Compilation album by Australian Crawl
- Released: 16 October 1998
- Genre: Rock
- Label: EMI Music Australia

Australian Crawl chronology
| Lost & Found (1996) | More Wharf: Greatest Hits (1998) | Reckless: 1979-1995 (2000) |

= More Wharf =

More Wharf: Greatest Hits is a compilation album of songs by Australian rock band Australian Crawl taken from their four studio albums (The Boys Light Up, Sirocco, Sons of Beaches, and Between a Rock and a Hard Place) and their EP, Semantics.

The album is dedicated to the band's rhythm guitarist, Brad Robinson who died of lymphoma in 1996.
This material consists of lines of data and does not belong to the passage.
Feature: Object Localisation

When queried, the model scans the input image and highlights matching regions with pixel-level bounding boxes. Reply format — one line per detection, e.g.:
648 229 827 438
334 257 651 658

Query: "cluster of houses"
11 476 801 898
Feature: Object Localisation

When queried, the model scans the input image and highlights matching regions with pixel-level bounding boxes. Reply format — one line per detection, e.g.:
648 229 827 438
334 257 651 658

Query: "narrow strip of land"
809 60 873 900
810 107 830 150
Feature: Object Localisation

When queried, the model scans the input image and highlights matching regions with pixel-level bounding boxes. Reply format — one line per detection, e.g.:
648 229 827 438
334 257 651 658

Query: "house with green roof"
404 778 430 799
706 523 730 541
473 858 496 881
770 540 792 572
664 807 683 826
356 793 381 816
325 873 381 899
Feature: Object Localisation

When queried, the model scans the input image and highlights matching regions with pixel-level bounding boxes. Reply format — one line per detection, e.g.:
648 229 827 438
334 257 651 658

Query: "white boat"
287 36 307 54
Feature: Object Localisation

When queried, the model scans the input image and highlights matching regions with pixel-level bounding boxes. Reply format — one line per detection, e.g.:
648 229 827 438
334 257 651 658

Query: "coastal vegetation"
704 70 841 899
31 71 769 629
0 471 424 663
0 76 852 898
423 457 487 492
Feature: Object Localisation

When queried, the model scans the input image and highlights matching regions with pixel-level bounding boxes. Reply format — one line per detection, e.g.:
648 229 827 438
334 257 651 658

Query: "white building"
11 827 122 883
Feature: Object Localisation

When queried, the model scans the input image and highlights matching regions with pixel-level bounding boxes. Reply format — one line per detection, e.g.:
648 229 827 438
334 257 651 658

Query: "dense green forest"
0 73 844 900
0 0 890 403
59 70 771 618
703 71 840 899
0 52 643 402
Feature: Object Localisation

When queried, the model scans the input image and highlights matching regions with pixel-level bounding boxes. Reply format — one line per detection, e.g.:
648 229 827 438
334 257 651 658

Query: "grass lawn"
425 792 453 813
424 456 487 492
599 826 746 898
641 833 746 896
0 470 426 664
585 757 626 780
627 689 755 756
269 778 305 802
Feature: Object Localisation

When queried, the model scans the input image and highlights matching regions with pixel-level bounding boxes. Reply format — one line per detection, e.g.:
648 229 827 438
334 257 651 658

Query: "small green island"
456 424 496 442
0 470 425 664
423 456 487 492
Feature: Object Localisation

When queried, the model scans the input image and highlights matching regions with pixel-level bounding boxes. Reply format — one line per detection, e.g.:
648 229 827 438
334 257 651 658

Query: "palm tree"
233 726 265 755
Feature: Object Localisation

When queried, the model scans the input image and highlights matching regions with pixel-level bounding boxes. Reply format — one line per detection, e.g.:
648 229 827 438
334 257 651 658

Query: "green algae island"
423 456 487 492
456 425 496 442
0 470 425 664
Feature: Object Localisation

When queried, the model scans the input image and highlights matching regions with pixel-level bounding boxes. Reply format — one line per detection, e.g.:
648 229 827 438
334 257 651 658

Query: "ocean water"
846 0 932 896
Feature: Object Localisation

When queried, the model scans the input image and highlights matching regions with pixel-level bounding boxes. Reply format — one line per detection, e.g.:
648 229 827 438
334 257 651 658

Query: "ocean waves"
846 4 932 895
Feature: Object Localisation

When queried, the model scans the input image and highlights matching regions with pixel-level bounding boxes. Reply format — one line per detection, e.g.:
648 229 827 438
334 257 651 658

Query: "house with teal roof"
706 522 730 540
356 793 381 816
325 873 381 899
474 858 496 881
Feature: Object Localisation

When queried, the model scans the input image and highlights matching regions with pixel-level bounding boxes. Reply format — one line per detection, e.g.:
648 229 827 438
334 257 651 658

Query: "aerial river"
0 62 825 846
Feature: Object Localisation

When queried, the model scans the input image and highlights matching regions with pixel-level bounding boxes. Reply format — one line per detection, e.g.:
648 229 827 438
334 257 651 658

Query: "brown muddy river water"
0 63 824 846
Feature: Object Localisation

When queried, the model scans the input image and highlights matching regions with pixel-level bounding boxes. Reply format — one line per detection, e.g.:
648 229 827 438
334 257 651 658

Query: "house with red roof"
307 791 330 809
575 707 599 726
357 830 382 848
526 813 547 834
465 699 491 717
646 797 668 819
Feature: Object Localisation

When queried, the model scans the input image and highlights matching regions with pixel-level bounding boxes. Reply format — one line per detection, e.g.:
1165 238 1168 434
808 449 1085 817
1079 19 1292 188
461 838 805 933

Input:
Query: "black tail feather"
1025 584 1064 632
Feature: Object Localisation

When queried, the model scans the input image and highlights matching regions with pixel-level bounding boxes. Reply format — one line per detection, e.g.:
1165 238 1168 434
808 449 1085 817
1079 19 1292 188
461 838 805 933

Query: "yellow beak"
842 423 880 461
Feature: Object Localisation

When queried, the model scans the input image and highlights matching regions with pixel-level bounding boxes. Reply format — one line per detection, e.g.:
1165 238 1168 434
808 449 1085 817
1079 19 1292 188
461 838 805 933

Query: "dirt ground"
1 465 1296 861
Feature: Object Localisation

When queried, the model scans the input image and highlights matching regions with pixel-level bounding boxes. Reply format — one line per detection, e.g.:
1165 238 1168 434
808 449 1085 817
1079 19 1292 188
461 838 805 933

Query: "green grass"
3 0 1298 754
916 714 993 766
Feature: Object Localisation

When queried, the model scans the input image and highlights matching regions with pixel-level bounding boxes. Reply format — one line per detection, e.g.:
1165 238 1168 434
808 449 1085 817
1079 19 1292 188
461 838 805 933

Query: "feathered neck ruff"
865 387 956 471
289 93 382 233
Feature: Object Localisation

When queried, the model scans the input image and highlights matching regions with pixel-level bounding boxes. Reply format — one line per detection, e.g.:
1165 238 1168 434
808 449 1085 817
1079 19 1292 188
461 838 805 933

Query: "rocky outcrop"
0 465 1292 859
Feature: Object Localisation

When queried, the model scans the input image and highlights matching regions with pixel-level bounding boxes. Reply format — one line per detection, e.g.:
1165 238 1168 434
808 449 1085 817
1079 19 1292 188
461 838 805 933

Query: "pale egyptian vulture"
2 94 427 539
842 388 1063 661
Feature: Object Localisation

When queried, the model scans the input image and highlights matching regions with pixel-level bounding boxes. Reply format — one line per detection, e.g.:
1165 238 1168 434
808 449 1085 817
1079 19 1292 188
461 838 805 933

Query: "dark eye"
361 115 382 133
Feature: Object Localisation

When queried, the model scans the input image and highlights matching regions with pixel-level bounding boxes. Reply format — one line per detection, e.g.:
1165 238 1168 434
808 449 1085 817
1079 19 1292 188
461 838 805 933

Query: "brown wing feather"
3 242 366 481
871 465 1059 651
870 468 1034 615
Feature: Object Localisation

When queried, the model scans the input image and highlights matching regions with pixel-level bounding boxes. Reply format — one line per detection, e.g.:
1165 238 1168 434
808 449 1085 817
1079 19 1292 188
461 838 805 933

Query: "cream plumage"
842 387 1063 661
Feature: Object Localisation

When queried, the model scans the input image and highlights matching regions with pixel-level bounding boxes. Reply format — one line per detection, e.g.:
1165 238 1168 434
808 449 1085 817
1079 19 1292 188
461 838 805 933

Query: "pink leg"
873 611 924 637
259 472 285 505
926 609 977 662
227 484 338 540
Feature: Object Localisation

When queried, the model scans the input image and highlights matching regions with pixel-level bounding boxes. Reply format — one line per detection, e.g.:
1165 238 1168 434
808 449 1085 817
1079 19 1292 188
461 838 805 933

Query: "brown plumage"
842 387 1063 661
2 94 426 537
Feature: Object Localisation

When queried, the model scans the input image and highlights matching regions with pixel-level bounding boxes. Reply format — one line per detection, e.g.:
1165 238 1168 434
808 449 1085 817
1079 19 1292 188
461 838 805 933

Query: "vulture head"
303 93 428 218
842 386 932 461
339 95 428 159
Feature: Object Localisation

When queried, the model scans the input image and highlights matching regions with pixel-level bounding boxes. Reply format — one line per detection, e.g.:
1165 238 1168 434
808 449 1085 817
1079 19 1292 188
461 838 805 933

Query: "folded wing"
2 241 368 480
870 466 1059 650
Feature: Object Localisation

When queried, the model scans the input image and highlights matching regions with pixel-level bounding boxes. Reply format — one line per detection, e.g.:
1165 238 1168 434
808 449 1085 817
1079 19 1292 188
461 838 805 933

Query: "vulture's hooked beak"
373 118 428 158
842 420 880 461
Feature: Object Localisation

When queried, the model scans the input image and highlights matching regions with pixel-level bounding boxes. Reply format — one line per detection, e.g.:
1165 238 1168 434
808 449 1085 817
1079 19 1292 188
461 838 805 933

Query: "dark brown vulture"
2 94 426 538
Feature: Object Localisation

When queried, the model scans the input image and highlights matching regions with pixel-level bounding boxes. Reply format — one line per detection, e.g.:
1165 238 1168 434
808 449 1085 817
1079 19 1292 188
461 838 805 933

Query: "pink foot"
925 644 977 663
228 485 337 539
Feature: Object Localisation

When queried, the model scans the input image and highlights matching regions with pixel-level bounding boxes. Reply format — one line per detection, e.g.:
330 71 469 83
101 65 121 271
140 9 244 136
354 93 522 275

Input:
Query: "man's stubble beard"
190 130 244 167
The album features a slightly different mix of Reckless (Don't Be So), with the bass being more audible and more guitar added in the last section of the song. This version is only available on this compilation.

==Track listing==
1. "Beautiful People" (James Reyne, Mark Hudson) – 2:56
2. "The Boys Light Up (Reyne) – 4:41
3. "Downhearted" (Sean Higgins, Guy McDonough, William 'Bill' McDonough) – 2:56
4. "Hoochie Gucci Fiorucci Mama" (Reyne, David Briggs)
5. "Indisposed" (Brad Robinson, James Robinson, Reyne, W McDonough) – 4:04
6. "Things Don't Seem" (G McDonough, Higgins) – 3:57
7. "Errol" (Reyne, G McDonough) – 3:30
8. "Oh No Not You Again" (G McDonough) – 5:08
9. "Lakeside" (Reyne) – 4:49
10. "Shut Down" (W McDonough) – 4:11
11. "Daughters of the Northern Coast" (Reyne, G McDonough) – 4:42
12. "Reckless (Don't Be So)" (Reyne) – 5:23
13. "White Limbo" (Simon Binks) – 4:04
14. "Two Can Play" (Simon Hussey, Reyne) – 3:48
15. "Trouble Spot Rock" (Reyne) – 4:46
16. "Always the Way" (Hussey, Reyne) – 5:37
17. "Unpublished Critics" (Reyne, Paul Williams) – 5:20

Songwriting credits from Australasian Performing Right Association (APRA).